There are many land types such as building, park, road, cropland, forest in South Korea. There is very difficult to observe exactly with remote sensing data which has low spatial resolution. For example, Moderate resolution Imaging Spectroradiometer (MODIS) which is used in National Aeronautics and Space Administration (NASA) has about 1 km spatial resolution. NASA offer LST data from MODIS, but it cannot reflect various phenomena in land, like heat island, exactly. In contrast, if we can use high resolution satellite data, we can solve many phenomena in land easier. Therefore, we used Landsat-8 data which has 30 m spatial resolution to retrieve LST.

2. Data & Study area

Landsat-8 is satellite launched by United States Geological Survey (USGS) in 2013. It observes entire earth in every 16 days with from 30 to 100 m, high spatial resolution. With 30 m resolution, we can retrieve LST data which reflect various land types. Landsat-8 has 2 sensors, Operational Land Imager (OLI) and Thermal InfraRed Sensor (TIRS). OLI has 9 bands from 0.43 to 1.36 μm, from visible to SWIR wavelength which have 30 m spatial resolution. And TIR has 2 bands from 10.6 to 12.51 μm, thermal infrared wavelength which have 30 m spatial resolution but USGS serves TIR data convert to 30 m resolution (Table 1.).

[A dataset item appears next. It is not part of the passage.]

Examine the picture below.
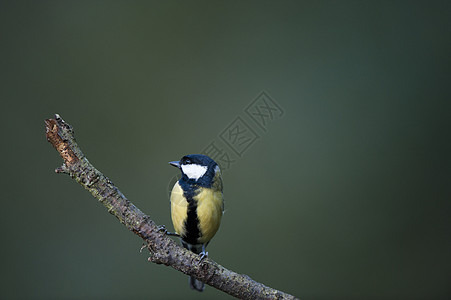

Table 1. Characteristic of Landsat-8

Study area in this study is Landsat-8 images, 36.42 ~ 38.51°N, 125.25~127.98°E, and it observes this area every 16days. To retrieve LST exactly, air condition such as clouds, fog have to be removed. Therefore, we choose 7 scenes with very clear condition which has no clouds, no fog (2017.01.14, 02.15, 03.19, 06.23, 10.13, 11.14, 11.30).

3. Methods

1) Normalized Difference Vegetation Index

Normalized Difference Vegetation Index (NDVI) is one of important index which indicate vegetation growth and distribution. It reacts sensitively to climate change and observing climate change such as global warming and desertification. NDVI is calculated by normalizing the difference between the red band (band 3) reflectivity and the Near InfraRed (NIR, band 4) band reflectivity. In this study, NDVI is used to calculate emissivity. The formula for calculating NDVI is as follows.

\(\mathrm{NDVI}=\frac{N I R-R e d}{N I R+R e d}\)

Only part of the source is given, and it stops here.